Ce deuxième chapitre examinera la thématique de l’espace «réel » pour ensuite aborder le « virtuel », et, pour ce faire, certains auteurs classiques de la philosophie pourront apporter leur aide. En effet, notre civilisation occidentale a traditionnellement toujours travaillé avec/dans/pour le monde physique. Notre corps matériel a fourni des

fondements qui, semble-t-il, ne peuvent être transcendés. La notion de virtualité irait à première vue à l'encontre de ces racines traditionnelles : alors que le corps est au centre de toute conception, elle subvertit ce que nous croyons être essentiel à la nature humaine en aspirant à la désincarnation de notre être. Les philosophes abordés dans ce travail ont eux aussi tenté, à leurs époques, de comprendre le monde dans lequel ils vivaient, selon les changements que les avancées des savoirs et des techniques apportaient. Notre époque vit également une profonde mutation, celle de la « révolution numérique ». La façon de procéder dans cette tentative de compréhension de l’espace virtuel se réclame d'une pensée en dialogue avec son passé, un passé que notre présent englobe encore à certains niveaux, et qui nous influence.

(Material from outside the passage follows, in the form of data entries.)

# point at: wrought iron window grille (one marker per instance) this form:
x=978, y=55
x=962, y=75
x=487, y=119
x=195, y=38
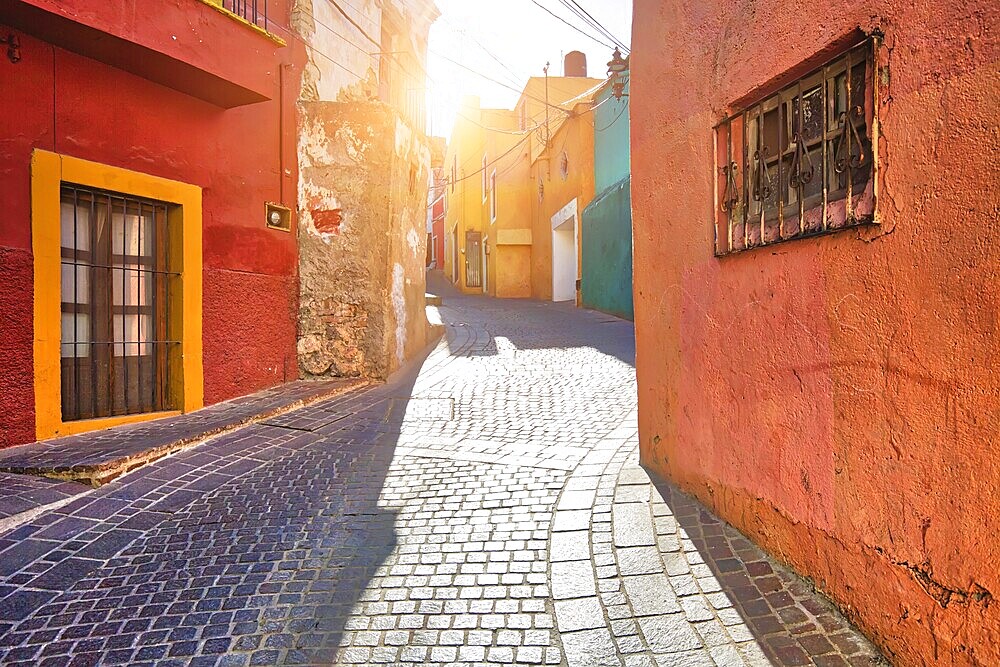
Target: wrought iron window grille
x=120, y=335
x=251, y=11
x=800, y=162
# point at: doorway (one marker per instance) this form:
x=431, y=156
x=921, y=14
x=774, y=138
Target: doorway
x=564, y=253
x=454, y=256
x=486, y=265
x=473, y=259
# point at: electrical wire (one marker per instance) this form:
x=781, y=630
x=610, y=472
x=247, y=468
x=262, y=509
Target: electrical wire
x=515, y=77
x=488, y=164
x=291, y=35
x=585, y=34
x=584, y=15
x=500, y=83
x=355, y=24
x=497, y=129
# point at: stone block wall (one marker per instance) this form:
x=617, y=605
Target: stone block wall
x=362, y=201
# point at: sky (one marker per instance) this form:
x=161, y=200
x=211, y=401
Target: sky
x=509, y=41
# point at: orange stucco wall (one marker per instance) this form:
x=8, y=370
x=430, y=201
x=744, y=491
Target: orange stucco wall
x=837, y=397
x=575, y=137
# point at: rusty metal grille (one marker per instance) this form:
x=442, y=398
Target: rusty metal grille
x=117, y=348
x=473, y=259
x=799, y=162
x=251, y=11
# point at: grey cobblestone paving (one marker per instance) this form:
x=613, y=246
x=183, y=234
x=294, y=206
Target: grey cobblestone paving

En rapport direct avec ce qui précède, ce deuxième chapitre mettra en place une réflexion sur l’interactivité permettant des expériences concrètes de l’espace électronique comme extension mentale de l'espace matériel. L'interactivité numérique permet l'exploration du cyberespace; les outils de fonctions et d'actions offerts par une interface deviennent nos «sens virtuels». L’interactivité, tout en étant l'outil du passage du monde réel au monde virtuel, constitue un instrument nous permettant de changer notre rapport au monde - réel ou virtuel - et peut être considéré comme un espace intermédiaire à ces deux dimensions. Otto Rôssler (1998, p. 172), comme Platon l'avait déjà fait, affirme, par exemple que le monde « n’est pas le monde dans lequel nous vivons, mais l'interface à travers laquelle nous percevons et agissons ». Et les outils électroniques sont l'interface de certains processus «symboliques et expressifs», mettant ainsi en place un système relatif dépendant d'un observateur particulier pour lequel l'univers projeté est perçu à travers l’interactivité numérique. Dans son roman, William Gibson exploite les notions d'espace mental, de réseau, de mémoire et de numérisation, de manière à tisser les liens complexes qui les unissent et de les fondre dans un concept alliant espace et information qu’il appelle matrice ou hallucination consensuelle. L'interactivité, ce que McLuhan (1964) appelait la participation, entre l'homme et la technologie se qualifie à travers une stimulation simultanée de différents processus cognitifs. Le prototype montre d’autre part que les mondes virtuels organisent l'information en temps réel en reliant les flux de données, et rendant perceptible ces liens à travers un espace modélisé, mais à la fois cognitif et mental. Au travers de la structuration de l’information dans le prototype interactif ef de leur relation au concept d’espace, nous verrons comment les utilisateurs s’engagent dans le processus interactif en investissant le dispositif interactif comme un espace. Sur ces bases sera entreprise, dans les deux derniers chapitres de ce mémoire, la construction et la

représentation de cette espace sur le principe de l'énaction inspiré de Francisco Varela (1988, 19889, et 1993).

En résumé, le premier point de ce chapitre insistera sur la notion d’espace appliquée à l’interface et sur les raisons qui mènent à discuter les notions d’espace réel et virtuel. Les deuxième et troisième sections envisagent l'espace réel, sous la lunette des philosophes, et l'espace virtuel, sa définition, et ses fondements ainsi que la relation de l’architecte aux univers virtuels. La question de l'intérêt de modéliser l'interactivité numérique sera abordée et il sera montré la cartographie des réseaux et les topographies virtuelles n’en sont pas à leurs premiers essais. Le quatrième point de ce chapitre soulignera les racines de l'espace virtuel déjà présentes chez les philosophes étudiés. Enfin, la dernière section de ce chapitre étudie les relations entre l’interactivité, l’espace et la théorie de l'énaction de Varela.